Wednesday, May 1, 2013

To Bee Or Not To Bee



Zombie bees may be in our future.  Real glazed eyed zombies that drone around, bump into walls and fly towards bright lights have been noticed in mass and may be one of the theories that explain the recent unexplainable and worldwide bee hive decimation.  There is a small fly, no not small fry but it is small and parasitic, the Apocephalus borealis attacks the honey bee drone and lays its eggs in the abdomen of the bee causing the bee to act zombie like, losing its ability to navigate and in essence gets lost, never returning back to the hive.  As more bees get infected the hive loses its ability to sustain itself and the hive dies leaving the queen without its subjects.

However Hollywood the above scenario might sound and how ever interesting Zombie like bees might be the number of flies it would take to decimate the bee population would require swarms of a plague like proportion and I haven’t seen any recent biblical events lately.
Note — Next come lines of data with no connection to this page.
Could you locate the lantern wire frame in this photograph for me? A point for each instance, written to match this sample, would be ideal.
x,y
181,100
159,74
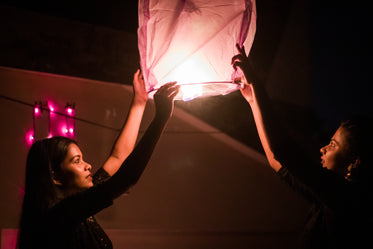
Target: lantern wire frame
x,y
190,91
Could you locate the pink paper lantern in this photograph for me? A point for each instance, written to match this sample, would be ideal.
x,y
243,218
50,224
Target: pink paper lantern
x,y
192,42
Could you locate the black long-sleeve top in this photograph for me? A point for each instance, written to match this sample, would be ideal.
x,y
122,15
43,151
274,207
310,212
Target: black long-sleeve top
x,y
341,214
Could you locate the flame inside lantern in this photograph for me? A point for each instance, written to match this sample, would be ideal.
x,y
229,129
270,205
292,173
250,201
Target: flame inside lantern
x,y
192,42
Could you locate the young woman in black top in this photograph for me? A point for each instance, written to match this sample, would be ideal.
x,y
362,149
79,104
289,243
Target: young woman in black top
x,y
340,191
61,193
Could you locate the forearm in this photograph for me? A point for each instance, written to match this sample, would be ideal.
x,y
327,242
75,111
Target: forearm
x,y
133,167
263,135
126,140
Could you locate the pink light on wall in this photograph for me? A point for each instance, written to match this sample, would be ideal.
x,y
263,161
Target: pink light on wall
x,y
30,139
48,122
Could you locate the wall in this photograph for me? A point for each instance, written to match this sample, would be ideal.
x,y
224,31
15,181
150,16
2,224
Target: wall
x,y
201,189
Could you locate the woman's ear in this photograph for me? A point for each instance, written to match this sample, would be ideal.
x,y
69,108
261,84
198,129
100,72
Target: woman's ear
x,y
55,179
352,169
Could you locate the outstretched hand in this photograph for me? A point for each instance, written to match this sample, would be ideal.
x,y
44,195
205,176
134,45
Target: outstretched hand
x,y
139,87
241,60
164,100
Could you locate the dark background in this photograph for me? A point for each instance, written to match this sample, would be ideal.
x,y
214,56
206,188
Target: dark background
x,y
338,65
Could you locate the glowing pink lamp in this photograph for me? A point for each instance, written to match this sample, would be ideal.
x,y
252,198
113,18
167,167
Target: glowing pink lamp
x,y
192,42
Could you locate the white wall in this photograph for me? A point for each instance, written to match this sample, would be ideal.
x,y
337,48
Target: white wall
x,y
201,189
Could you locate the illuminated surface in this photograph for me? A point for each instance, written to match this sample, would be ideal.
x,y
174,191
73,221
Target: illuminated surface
x,y
193,42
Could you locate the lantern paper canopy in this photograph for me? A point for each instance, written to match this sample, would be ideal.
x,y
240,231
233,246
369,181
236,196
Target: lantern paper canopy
x,y
192,42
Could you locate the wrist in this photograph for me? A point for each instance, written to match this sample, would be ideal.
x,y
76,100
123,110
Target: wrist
x,y
139,101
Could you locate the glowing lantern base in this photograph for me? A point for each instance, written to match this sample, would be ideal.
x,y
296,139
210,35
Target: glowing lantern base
x,y
194,90
192,42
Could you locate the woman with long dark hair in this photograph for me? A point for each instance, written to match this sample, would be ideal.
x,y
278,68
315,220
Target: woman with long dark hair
x,y
62,194
340,191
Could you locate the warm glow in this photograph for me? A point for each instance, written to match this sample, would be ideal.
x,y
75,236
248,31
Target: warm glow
x,y
192,43
69,110
190,92
36,110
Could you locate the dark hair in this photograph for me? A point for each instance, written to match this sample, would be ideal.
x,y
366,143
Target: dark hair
x,y
44,158
359,136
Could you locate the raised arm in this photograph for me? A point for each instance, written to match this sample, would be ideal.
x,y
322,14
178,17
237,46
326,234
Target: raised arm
x,y
126,140
132,168
94,199
255,94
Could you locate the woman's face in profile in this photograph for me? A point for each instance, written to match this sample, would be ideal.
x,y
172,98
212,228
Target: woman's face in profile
x,y
334,155
75,173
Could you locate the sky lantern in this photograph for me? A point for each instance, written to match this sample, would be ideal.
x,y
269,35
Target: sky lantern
x,y
192,42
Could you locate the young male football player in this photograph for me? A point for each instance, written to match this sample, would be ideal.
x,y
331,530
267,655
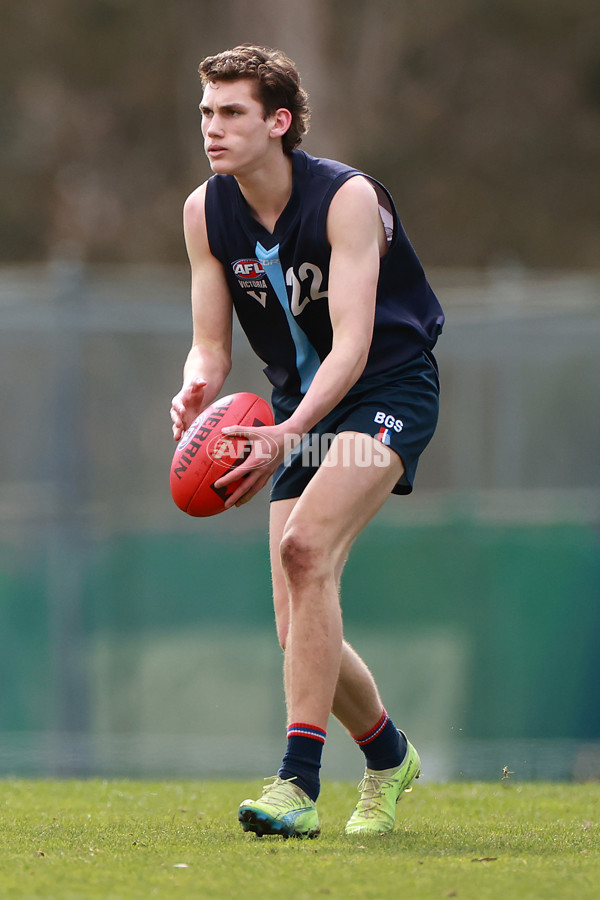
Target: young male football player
x,y
313,258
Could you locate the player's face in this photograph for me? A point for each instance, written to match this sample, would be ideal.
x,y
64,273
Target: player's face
x,y
236,133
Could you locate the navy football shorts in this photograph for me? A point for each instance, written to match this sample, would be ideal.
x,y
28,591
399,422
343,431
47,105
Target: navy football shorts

A more plausible cause of the bee demise is a problematic troika of global proportions, not unlike a biblical catastrophe but one not from God almighty but from the puny hand of ignorant man.
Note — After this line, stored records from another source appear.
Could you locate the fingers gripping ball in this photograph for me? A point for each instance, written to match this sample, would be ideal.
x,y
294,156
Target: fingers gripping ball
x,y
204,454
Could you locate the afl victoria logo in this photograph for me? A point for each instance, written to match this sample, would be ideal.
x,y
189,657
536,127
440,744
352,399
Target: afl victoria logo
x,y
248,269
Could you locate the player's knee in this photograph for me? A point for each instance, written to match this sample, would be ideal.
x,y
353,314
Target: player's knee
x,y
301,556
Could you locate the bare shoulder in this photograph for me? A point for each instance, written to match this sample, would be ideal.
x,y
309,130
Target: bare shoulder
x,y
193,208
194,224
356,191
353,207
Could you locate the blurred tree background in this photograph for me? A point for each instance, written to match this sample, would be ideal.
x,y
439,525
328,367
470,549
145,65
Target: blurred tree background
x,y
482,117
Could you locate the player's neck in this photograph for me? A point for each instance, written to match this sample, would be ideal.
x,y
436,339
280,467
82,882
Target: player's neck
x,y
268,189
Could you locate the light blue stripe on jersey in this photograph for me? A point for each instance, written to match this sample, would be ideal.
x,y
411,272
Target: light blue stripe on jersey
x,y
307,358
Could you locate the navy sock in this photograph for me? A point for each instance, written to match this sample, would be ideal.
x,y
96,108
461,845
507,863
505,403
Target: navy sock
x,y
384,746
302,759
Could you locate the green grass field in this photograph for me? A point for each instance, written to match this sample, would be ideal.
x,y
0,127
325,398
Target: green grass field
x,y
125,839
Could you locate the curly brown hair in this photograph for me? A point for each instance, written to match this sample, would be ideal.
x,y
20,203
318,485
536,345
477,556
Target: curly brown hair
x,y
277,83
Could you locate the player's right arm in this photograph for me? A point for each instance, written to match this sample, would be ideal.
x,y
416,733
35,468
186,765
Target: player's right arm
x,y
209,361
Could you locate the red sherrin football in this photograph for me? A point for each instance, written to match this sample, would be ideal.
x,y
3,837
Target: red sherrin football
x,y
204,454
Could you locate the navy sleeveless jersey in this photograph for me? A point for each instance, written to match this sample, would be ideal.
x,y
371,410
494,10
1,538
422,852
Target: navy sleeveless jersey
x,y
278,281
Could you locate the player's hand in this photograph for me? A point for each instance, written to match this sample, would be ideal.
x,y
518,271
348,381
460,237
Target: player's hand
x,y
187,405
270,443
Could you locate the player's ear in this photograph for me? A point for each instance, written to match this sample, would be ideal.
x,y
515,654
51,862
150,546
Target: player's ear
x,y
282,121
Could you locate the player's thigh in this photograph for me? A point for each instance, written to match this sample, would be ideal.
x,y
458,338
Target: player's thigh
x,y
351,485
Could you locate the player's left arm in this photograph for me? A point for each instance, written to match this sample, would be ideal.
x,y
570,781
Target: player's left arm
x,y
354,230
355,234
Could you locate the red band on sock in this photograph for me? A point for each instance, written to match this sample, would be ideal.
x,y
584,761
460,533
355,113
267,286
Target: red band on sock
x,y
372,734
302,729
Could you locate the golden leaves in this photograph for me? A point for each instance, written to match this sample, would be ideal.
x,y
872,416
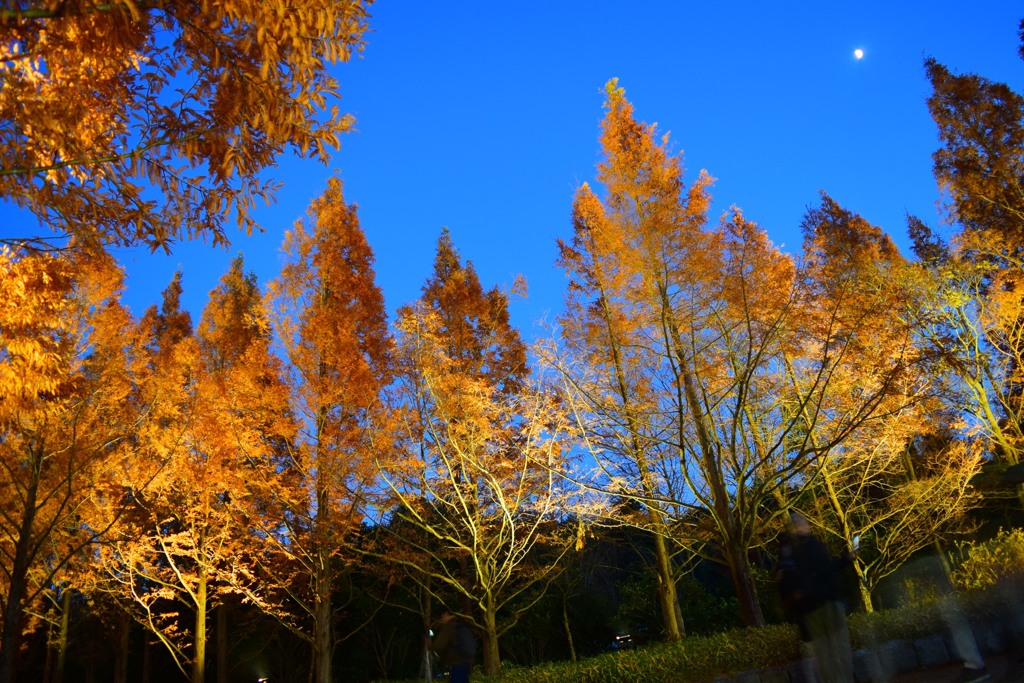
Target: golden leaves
x,y
104,102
For many the three causes are pesticides, genetically modified crops and mobile phone radiation.  Any one of these could spell disaster to a symbiotic creature like the honey bee but all three together and I’m wondering how I’m still upright and breathing.  Bees rely on their ability to forage for pollen and with the world turning to genetically engineered seeds and plants you can only imagine the effects of that pollen has on the humble bumble.  Added to these genetic onslaughts is the constant use of pesticides.  

We have an ant problem at our house, in fact I think our home is built on a massive aunt whoops (that would suggest I killed my aunt) ant hive and no matter how much I spray those little buggers keep coming back.  In fact I think their getting bigger an smarter, I thought I saw them trying to carry our dog into the closet, he got away but the story here is no matter how much I spray they keep coming there has to be a better solution than poison.  

I like to keep things balanced and logical and with pesticides we’ve literally been able to feed the world but there is also a tipping point and a balance to our technological motivation and how it will eventually effect our lives, the bee may be telling us something.

The third theory is the pervasive use of cellular technology.  Bees navigate through optic flow and memory that is later transferred though precise dancing to other bees in other words the bees remember how far they went and in what direction so precisely other bees can find the exact spot miles away.  This type of navigation is not directly affected by cell towers or cell phones but the piping process is. 

Pipers are excited bees which scramble through the swarm cluster, pausing every second or so to emit a pipe. Each pipe consists of a sound pulse which lasts 0.82 +/- 0.43 s and rises in fundamental frequency from 100-200 Hz to 200-250 Hz.  Piping is the precursor to swarming and is the initial signal to leave the hive en mass, like when a hive gets too big and needs to split.

The problem with pp (premature piping, there is no bee Viagra) is that the hive leaves the queen and fails to return killing the hive.  Incidents of PP have been studies extensively and the correlation between microwave signals and cell tower transmissions is disturbing.

With over 30% of hive loss in the US alone each year the risk to Humans is real.  Without the bee pollination of our fruits and vegetables will come to a screeching end.  The little bee that could may not be able to in the future if we don’t find a solution to the real problem of hive decimation.

Everything is still theoretical and uncertain but what is certain is the loss of entire hives worldwide.  I’ve never been an alarmist and remember being told in my youth that by the time I was 30 the jungles of the amazon would be gone, American forests would be used up, global cooling would cause another ice age and send us all back into the stone age.  We have had 80 years of false prognostications but with the bee, that lonely, hardworking bee, the evidence is clear and precise and not really open to interpretation, they are dying.

With all the technology and all the know-how we claim to possess is it too much to ask that we start thinking about the consequences of those advances.  I don’t want to stop using my cell phone, I like my cell phone, most of the time but the pesticides, the genetically engineer food (see my article on “there’s more to food than we think 12/31/12) it makes you wonder what else we’re doing to our planet and ultimately ourselves.  The earth will survive but will we and will the Bee?